# IRS fines for Expats?



## Weston1959 (Mar 25, 2015)

Hi, I am a US citizen and have been living in Germany for over 30 years. I was self employed the entire time and am now recently retired. Over the years, I was told by the German finance office and also by my CPA that I do not have to pay or even file US taxes. Since the start of FATCA, I have learned that this is not correct and I should have been filing the entire time. Since I am now retired, I have no intentions of filing back taxes to the US. MY question is..... since I have no assets in the US and do not intend to return, what can the US do if the IRS assesses fines for not filing taxes or FBAR reports, and I just ignore them?


----------



## Bevdeforges (Nov 16, 2007)

OK, the "fines" for not filing income taxes come down to a percentage of the taxes owed. Chances are, you owed no (or very little) tax so even if you "fessed up" your penalty would be pretty much negligible. There is also the fact that IRS agents are expected to return a certain "average" return over all the cases they audit and pursue. That further reduces the chances of your being caught out - and with no assets in the US, there's darned little they can do about it even if they do decide you owe back taxes.

The FBAR stuff has been around for a LONG time now and I have yet to hear of any case where they have pursued someone simply for failure to file, unless there is a significant tax liability related to the case. Still, with this new FATCA stuff, it remains to be seen how they will ultimately go after this side of things.

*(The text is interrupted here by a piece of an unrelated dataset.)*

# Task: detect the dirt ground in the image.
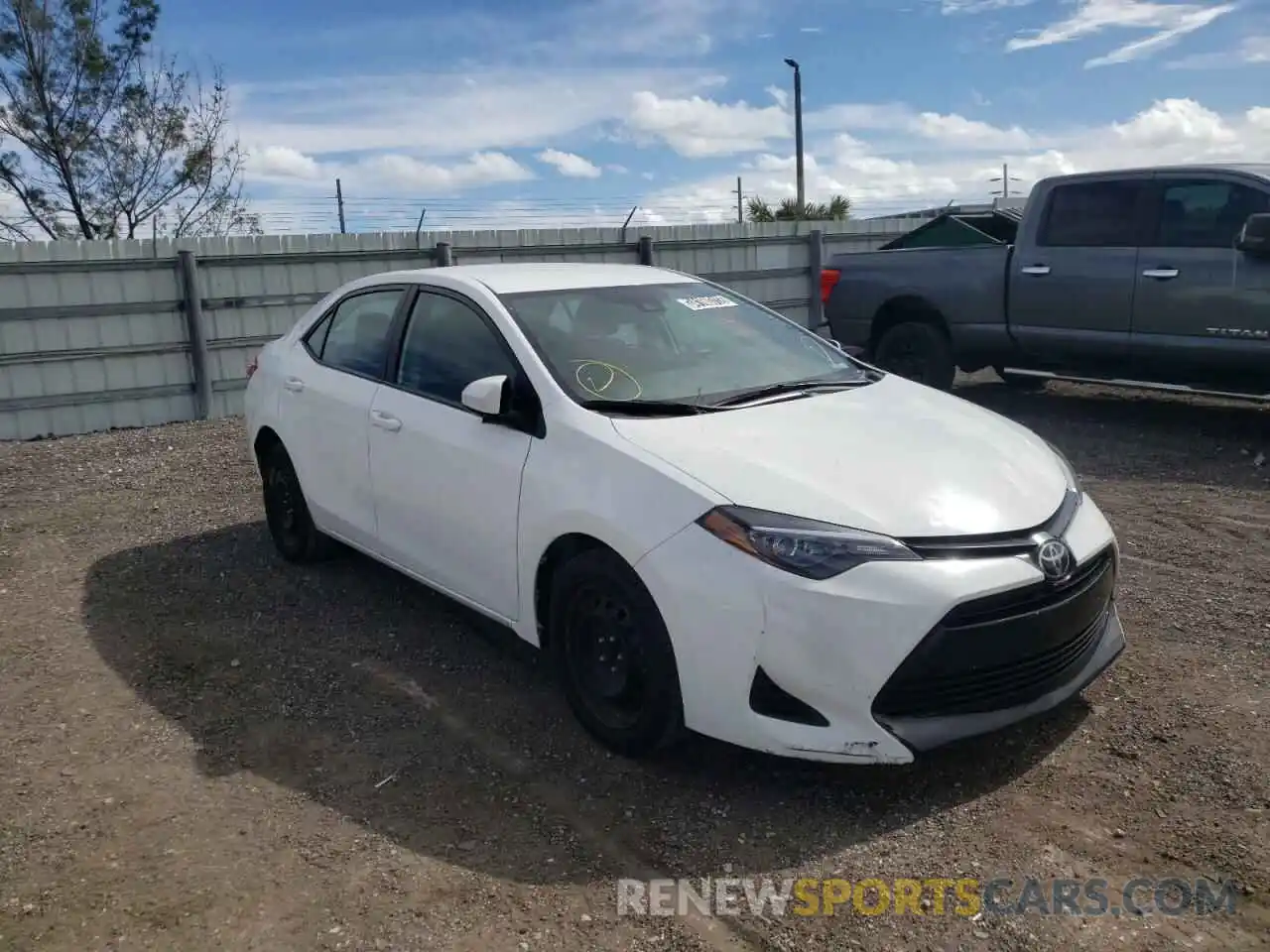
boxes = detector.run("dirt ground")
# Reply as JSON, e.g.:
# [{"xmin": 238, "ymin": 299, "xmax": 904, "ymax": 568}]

But one can hope they will continue to pursue only the more lucrative cases (which is how it normally works).

Net-net, I'd say you're better off to just continue to lay low and stay off their radar until and unless you get some sort of correspondence from them. (Don't hold your breath.)
Cheers,
Bev


----------



## Weston1959 (Mar 25, 2015)

Thanks for your input, Bev. Your comments pretty well sum up my plans....


----------